In America, where the Creationist lobby is powerful and vocal, there have been various attempts to limit the teaching of evolution in schools, such as the infamous Scopes Monkey Trial of 1925; or to ensure that some form of Creationism is taught alongside evolution. These attempts have mostly failed because the courts have deemed them to be attempts to teach religious beliefs in state-funded schools, which contravene the constitutional separation of Church and State in the United States.

In the late 1980s, a new movement arose propounding a theory known as Intelligent Design (ID), which is ostensibly a non-religious critique of Darwinian evolution that builds on the ‘watch on the heath’ argument proposed by William Paley in his 1802 book Natural Theology. Briefly stated, Paley’s argument was that if you were out walking on a heath and came across a watch, you would assume that its intricate construction could not be the result of accident but that there must have been a watchmaker. This is a version of the teleological argument for the existence of God, which says that if there is some form of design or purpose to life/the universe, there must be a designer. Modern ID seeks to show gaps in Darwinism’s account of the universe: for example, the eye is a complex organ that cannot have evolved through intermediate stages as it only confers a survival advantage in its ‘final’ form, in which all the components work together in perfect harmony. If it cannot have arisen by accident, the eye must therefore have arisen by design, which implies some form of intelligent designer.

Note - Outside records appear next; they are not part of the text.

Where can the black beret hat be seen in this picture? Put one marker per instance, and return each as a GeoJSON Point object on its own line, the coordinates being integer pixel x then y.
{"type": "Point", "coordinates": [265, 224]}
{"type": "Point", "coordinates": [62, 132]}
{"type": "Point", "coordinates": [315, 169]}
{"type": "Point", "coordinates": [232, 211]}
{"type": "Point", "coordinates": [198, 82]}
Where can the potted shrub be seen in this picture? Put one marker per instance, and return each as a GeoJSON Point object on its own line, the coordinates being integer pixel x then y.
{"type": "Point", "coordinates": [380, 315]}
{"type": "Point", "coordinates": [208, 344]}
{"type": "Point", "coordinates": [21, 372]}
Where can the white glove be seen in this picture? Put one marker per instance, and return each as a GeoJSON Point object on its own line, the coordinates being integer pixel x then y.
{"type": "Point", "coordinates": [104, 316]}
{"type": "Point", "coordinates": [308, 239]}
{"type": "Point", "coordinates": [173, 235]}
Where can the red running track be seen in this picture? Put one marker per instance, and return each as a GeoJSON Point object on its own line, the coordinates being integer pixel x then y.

The ID movement has attempted to circumvent America’s Church–State separation rules by claiming that ID is a science and does not actually invoke God as the intelligent designer, that is is different from Creationism and should therefore be legal to teach in state-funded schools as an alternative explanation of the origin of life. Opponents of ID argue that this is transparent nonsense. In the 2005 Kitzmiller vs Dover Area School District trial, US Judge John E. Jones III ruled that ID is not a science and ‘cannot uncouple itself from its creationist, and thus religious, antecedents’.